Credit Suisse will probably say investment banking and trading revenue rose 13 percent to $3.4 billion in the period from a year earlier, while UBS may record a 20 percent jump to $2.2 billion, estimated Kian Abouhossein, a JPMorgan analyst based in London, in a report this week. Deutsche Bank may record a 10 percent increase to $3.9 billion and Barclays a 3 percent gain to $2.9 billion, JPMorgan estimated.

‘Structural Problem’

A sustained pickup in fixed-income trading revenue is unlikely, said Chirantan Barua, an analyst at Sanford Bernstein Ltd. in London. “FICC is a structural problem for the investment banks and not a cyclical one,” he said.

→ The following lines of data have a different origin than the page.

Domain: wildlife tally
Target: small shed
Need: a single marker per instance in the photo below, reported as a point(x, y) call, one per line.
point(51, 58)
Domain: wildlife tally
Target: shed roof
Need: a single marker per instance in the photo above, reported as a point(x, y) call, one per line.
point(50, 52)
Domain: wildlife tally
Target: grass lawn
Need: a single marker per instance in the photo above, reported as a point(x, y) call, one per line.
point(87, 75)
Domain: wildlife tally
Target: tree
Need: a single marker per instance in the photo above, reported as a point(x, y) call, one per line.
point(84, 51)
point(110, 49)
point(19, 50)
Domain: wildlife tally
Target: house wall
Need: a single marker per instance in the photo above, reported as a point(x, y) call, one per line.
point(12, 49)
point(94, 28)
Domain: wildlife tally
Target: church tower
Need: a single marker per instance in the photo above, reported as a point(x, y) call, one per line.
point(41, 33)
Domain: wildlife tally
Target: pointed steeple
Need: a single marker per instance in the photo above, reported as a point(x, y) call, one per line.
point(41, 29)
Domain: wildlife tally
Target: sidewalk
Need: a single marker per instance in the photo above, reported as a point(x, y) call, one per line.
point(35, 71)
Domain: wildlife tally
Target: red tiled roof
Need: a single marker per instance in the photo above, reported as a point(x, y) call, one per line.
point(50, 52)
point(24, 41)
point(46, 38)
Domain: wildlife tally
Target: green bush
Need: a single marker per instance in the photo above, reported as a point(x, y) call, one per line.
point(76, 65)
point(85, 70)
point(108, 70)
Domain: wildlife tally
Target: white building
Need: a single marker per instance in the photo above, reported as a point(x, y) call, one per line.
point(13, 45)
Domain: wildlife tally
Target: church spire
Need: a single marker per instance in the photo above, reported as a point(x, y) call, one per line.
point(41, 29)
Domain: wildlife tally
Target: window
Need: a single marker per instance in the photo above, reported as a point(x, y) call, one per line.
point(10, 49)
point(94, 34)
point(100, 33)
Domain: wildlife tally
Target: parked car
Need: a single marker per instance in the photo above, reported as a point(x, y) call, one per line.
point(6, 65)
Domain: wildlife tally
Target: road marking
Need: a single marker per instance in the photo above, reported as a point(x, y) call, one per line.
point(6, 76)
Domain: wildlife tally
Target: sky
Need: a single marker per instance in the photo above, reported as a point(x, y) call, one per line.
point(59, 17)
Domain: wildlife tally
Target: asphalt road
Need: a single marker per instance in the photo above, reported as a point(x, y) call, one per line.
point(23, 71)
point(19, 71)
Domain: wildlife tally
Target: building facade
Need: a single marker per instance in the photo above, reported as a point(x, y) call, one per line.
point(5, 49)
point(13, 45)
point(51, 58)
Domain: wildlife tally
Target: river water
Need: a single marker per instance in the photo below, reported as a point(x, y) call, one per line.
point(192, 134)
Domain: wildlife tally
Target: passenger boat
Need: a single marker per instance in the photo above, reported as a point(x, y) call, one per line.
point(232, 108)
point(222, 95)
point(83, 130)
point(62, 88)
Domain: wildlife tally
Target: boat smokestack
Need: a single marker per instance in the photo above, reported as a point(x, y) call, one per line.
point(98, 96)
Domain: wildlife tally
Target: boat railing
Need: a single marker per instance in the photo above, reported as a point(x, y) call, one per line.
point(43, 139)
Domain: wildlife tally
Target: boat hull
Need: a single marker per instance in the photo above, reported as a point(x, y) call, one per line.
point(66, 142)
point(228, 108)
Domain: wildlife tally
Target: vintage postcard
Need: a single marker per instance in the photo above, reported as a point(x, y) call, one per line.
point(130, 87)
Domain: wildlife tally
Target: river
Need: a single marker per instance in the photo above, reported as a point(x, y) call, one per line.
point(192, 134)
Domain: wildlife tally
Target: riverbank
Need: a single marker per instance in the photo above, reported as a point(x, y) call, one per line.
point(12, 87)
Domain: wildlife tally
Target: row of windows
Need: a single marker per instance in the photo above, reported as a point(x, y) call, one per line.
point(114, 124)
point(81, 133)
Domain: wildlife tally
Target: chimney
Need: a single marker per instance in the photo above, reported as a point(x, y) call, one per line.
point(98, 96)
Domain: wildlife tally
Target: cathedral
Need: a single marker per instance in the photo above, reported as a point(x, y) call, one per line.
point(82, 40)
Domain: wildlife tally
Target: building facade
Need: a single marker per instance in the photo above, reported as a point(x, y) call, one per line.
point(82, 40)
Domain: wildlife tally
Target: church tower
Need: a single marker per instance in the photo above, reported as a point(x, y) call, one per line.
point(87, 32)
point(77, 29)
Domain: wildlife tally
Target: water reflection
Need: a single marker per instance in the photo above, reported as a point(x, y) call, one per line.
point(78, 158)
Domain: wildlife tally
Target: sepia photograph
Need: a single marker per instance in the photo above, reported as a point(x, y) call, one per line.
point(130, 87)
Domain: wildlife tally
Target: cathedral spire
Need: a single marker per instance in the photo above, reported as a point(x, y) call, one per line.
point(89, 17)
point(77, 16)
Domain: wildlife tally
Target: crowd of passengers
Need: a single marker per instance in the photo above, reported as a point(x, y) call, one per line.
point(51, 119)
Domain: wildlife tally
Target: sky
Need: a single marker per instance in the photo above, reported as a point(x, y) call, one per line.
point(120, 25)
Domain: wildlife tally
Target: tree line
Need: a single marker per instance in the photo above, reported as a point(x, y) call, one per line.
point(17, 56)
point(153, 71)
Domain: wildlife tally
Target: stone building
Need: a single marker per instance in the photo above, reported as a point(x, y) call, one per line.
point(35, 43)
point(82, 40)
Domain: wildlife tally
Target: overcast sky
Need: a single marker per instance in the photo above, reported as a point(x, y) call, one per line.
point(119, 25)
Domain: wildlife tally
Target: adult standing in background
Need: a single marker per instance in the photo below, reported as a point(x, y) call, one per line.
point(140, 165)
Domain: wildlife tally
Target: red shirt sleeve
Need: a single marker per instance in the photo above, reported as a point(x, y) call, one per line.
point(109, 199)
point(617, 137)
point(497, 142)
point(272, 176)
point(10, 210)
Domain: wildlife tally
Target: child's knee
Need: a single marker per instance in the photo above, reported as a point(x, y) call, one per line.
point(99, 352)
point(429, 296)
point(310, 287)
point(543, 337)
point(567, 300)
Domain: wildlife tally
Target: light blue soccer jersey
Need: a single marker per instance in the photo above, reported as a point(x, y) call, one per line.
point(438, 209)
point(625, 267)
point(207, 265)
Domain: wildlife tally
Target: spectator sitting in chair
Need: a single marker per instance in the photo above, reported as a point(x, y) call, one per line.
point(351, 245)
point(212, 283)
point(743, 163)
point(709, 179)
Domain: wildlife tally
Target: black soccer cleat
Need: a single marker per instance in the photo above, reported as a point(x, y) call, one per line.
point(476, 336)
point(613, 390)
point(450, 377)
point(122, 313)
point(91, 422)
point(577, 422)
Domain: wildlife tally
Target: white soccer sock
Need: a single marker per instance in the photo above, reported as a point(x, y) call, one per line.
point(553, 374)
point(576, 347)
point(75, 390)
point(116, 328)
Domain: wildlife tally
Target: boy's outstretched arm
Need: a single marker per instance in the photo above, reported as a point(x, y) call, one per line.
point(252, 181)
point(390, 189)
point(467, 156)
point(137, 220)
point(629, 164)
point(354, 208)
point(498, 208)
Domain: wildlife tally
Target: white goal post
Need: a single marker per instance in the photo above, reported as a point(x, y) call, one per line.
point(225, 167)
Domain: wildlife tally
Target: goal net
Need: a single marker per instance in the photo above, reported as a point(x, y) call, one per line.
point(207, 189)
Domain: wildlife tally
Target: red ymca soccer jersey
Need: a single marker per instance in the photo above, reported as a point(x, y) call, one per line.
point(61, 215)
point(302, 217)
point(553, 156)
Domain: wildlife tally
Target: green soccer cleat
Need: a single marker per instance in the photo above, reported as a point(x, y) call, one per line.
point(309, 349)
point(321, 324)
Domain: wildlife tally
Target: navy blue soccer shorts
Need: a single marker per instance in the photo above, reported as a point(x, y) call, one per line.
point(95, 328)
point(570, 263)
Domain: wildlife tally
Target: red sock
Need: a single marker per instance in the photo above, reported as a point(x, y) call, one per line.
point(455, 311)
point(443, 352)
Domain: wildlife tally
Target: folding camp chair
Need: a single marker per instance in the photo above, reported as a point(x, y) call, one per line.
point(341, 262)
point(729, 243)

Deutsche Bank, Credit Suisse and Barclays, Europe’s biggest debt traders, have responded to stricter regulation and record-low interest rates by shutting desks and firing staff. UBS said in 2012 that it would exit most of its fixed-income business.

Stricter regulation will cut the return on tangible equity of the corporate and investment banks of 14 European Union-domiciled lenders by as much as 1.7 percentage points, analysts at Mediobanca SpA said in an e-mailed report from London today. That results from limits on leverage and rules that force banks to create firebreaks between their securities units and deposit-taking arms, as well requirements for banks that operate in the U.S. and a tax on financial transactions, the analysts wrote.

More Cuts

“They will continue to cut,” Arun Melmane, an analyst at Canaccord Genuity Corp., said of the investment banks. “It is a fact of life that you will have regulation and litigation for at least one or two years to go through.”

Deutsche Bank will add 533 million euros ($678 million) to its reserves for settlements and fines in the third quarter, based on the average of three estimates from analysts. Probes the bank faces include those into alleged interest-rate and currency-market manipulation. The bank’s provisions for potential legal costs could rise to as much as 7 billion euros, German magazine Der Spiegel reported this month, citing people close to the bank that it didn’t identify.

UBS, under investigation in the foreign-exchange probe as well as in France and Belgium for allegedly helping wealthy clients avoid taxes, may set aside 343 million Swiss francs to cover fines and legal expenses, the survey found. UBS Chief Financial Officer Tom Naratil signaled last month that Switzerland’s biggest bank will probably book additional charges related to litigation in the quarter.

Dark Pool

Barclays is fighting allegations from New York State Attorney General Eric Schneiderman that it lied to customers and masked the role of high-frequency traders to boost revenue at its dark pool, a private-trading venue. Britain’s second-largest lender reiterated this month that Schneiderman’s complaint is based on “factual and legal errors” and should be dismissed.

Ian Gordon at Investec Ltd. in London predicts the company will take a 150 million-pound ($242 million) charge related to its conduct, excluding provisions related to the foreign-exchange probe. Two other analysts said Barclays probably won’t book further legal costs in the period.

More Comfortable

Credit Suisse resolved what Chief Executive Officer Brady Dougan described as its two most important legal matters in the first half. The bank agreed to pay $885 million in March to settle lawsuits over mortgages it sold to Fannie Mae and Freddie Mac and $2.6 billion in May to resolve a U.S. investigation of allegations it helped Americans evade taxes.

While all four banks are under scrutiny in regulatory probes of alleged attempts to manipulate currency markets, Credit Suisse said last month “the investigation has not so far revealed anything material around Credit Suisse.” The companies say they are cooperating with regulators in those matters.

“Credit Suisse is in a relatively more comfortable situation,” Omar Fall, an analyst at Jefferies Group LLC, said by phone from London.